Salas el músico desvió la mirada. El otro Salas concentró otra vez su atención en la mesa, después de haberse vuelto un poco hacia la puerta del almacén para llamar a Berini. El de la camisa colorada encendió otro cigarrillo y echó una mirada fugaz a la motocicleta apoyada a la sombra contra la pared de ladrillos sin revocar; el sol que se colaba por entre las hojas de los árboles hacía centellear las partes cromadas de la motocicleta. El humo que despedía su cigarrillo ascendía con lentitud tortuosa y al atravesar los rayos solares que penetraban la fronda de los árboles se desplegaba y parecía alisarse ya que los arabescos se disolvían y el humo se distribuía en estratos planos, superpuestos unos a otros. El otro Salas tragó un bocado y dijo con gran seriedad:

– Después de la crecida del sesenta vino la seca grande del sesenta y uno.
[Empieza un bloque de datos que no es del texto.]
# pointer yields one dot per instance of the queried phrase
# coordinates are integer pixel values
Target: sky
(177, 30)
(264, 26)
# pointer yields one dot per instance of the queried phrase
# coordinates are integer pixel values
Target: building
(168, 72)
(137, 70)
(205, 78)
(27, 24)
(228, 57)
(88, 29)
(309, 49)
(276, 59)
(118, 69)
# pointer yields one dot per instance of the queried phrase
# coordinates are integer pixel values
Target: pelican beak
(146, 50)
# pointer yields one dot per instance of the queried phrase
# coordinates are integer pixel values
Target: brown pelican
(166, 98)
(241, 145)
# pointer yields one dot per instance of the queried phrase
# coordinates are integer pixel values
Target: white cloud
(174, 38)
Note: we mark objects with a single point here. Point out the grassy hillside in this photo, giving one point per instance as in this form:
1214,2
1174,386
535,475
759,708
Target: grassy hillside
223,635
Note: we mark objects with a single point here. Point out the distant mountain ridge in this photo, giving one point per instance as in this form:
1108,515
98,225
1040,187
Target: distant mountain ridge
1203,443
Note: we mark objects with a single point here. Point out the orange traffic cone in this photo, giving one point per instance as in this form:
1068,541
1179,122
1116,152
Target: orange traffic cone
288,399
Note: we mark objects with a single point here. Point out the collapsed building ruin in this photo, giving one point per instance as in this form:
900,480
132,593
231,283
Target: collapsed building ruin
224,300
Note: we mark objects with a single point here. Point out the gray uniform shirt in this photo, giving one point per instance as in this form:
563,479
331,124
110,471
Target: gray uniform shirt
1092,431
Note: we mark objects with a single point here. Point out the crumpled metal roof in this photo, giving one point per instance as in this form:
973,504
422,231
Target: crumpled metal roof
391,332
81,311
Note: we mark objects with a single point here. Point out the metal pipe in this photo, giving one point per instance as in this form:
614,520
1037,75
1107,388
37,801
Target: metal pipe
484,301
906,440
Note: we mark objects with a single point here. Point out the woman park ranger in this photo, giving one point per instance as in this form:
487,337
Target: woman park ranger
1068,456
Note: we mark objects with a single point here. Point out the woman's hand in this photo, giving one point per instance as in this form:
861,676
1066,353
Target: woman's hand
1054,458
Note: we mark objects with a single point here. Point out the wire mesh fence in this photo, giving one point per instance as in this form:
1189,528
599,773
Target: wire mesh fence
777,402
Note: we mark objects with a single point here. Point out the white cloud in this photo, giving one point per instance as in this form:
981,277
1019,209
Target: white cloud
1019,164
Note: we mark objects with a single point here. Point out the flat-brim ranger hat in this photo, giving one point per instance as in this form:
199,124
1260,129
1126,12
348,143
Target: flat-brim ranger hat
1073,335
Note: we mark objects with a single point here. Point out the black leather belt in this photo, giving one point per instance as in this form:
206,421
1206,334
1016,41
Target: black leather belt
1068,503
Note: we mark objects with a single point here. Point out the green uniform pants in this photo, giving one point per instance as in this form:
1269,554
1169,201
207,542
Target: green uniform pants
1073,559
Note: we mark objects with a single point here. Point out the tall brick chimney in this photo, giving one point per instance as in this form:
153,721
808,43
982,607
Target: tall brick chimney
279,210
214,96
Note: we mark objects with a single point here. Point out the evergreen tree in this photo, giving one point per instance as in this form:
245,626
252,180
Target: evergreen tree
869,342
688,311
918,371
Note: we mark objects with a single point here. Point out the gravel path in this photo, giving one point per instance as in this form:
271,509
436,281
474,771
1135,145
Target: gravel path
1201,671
Donde antes había estado el río crecía pastito.

– Fue grande esa seca, sí -dijo el que había hablado una sola vez.

– Estuvo un año sin llover -dijo el otro Salas.

– En este camino -dijo Salas el músico, señalando con la cabeza el camino de arena por el que había venido Agustín, el camino que se extendía en dirección a la costa- había así de polvo. -Hizo un ademán, que consistió en poner las palmas de las manos horizontales, paralela una de otra pero en sentido inverso, la izquierda a treinta centímetros de altura sobre la derecha, la palma de la mano derecha hacia arriba y la de la izquierda hacia abajo. – Pasaba un carro y levantaba una nube de polvo que nos dejaba ciegos como por cinco minutos.

– Después había un olor -dijo el que había hablado una sola vez.

– Sí. Había un olor -dijo Chin-. Los animales caían muertos de golpe. En la costa no se podía andar porque había miles de pescados podridos.

Berini salió del almacén con una botella de cerveza y pasó junto a Agustín sin siquiera mirarlo. Agustín lo contempló mientras pasaba y siguió con la mirada la trayectoria de la botella que Berini alzó y dejó sobre la mesa, retirando la otra luego de sacudirla y alzarla para mirarla al trasluz y cerciorarse de que estaba vacía. Después volvió a entrar en el almacén. En ese momento se detuvo un sulky frente al almacén y bajaron dos chicos que no tenían puesto más que un pantaloncito descolorido y estaban tostados por el sol; entre los dos sacaron del sulky un esqueleto de vino lleno de botellas vacías y una bolsa; pasaron junto a la mesa sin saludar, o haciéndolo en voz tan baja que nadie los oyó llevando el esqueleto y la bolsa, y entraron en el almacén. El caballo blanco del sulky estornudó. -¿Así que estás de serenata esta noche? -dijo Agustín. -Sí -dijo Salas el músico. -¿Con el ciego Buenaventura? -dijo Agustín.